Hawaii officials reopen Waikiki beach after sewage spill
Hawaii officials on Wednesday reopened world-renowned Waikiki beach after water quality tests showed bacteria levels there declined since a large sewage spill nearby earlier this week.
Keith Kawaoka, the deputy director of the state Department of Health, said his agency had authorized Honolulu to take down warning signs from Waikiki and Ala Moana beaches.
"The indication is that the levels have come down dramatically from yesterday to indicate that we can open at least those beach areas," Kawaoka told reporters.
Heavy rain associated with Tropical Storm Kilo caused manhole covers in Honolulu to overflow with sewage and the Honolulu Zoo to flood on Monday.
This prompted officials to close a 4-mile stretch of waterfront, including the ocean fronting some of Hawaii's biggest hotels and the center of the state's tourism-driven economy.
Many tourists had to give up plans to swim in the ocean in the tourist district.
Honolulu Mayor Kirk Caldwell said being able to reopen the area was a priority.
"We recognize—both at the state and county level—in terms of our economy there's nothing more important than Waikiki," he said. "We wanted to make sure that this event was over and it's over in basically two days and a little bit more."
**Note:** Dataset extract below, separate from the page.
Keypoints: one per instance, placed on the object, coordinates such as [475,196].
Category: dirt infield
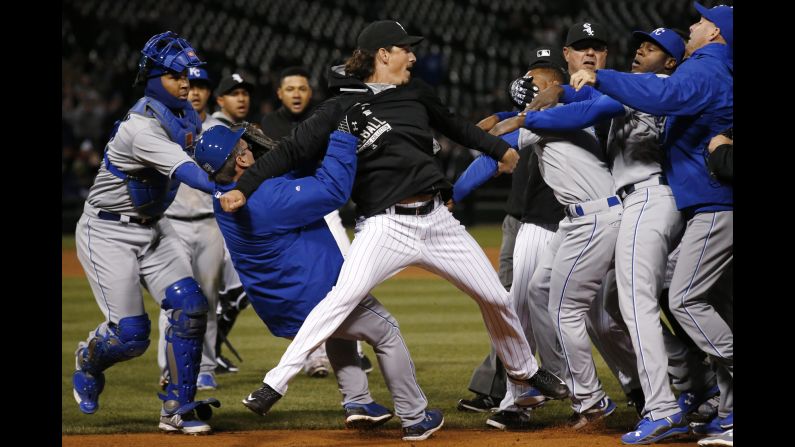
[70,266]
[550,437]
Kawaoka said warning signs will remain at the Ala Wai and Kewalo boat harbors because water quality tests there indicated they were still affected by the spill. He said people should avoid coming into contact with the water in those areas.
Lori Kahikina, Honolulu's director of environmental services, said less sewage spilled than the half-million gallons the city initially reported.
She said Wednesday 129,000 gallons of wastewater flowed into the ocean. Another 264,000 spilled on land but never reached the ocean.
The spill occurred when storm water overwhelmed the city's sewage system. City officials say one of two sewage pumping stations serving the area was out of commission due to a construction project, leaving the sewage system without sufficient capacity to handle the increased water. The city also blamed leaves and other debris that blocked storm drains.
Kahikina reiterated her regret that city departments hadn't better communicated with each other to ensure both pumping stations were operational. The contractor on the project has since brought the second pumping station online.
Even more rain was in the forecast.
The National Weather Service on Wednesday issued a flash flood for all of Oahu Island. A tropical storm east of Hawaii strengthened into a hurricane.
Hurricane Ignacio was centered about 1,275 miles east-southeast of Hilo late Wednesday with maximum sustained winds of 75 mph.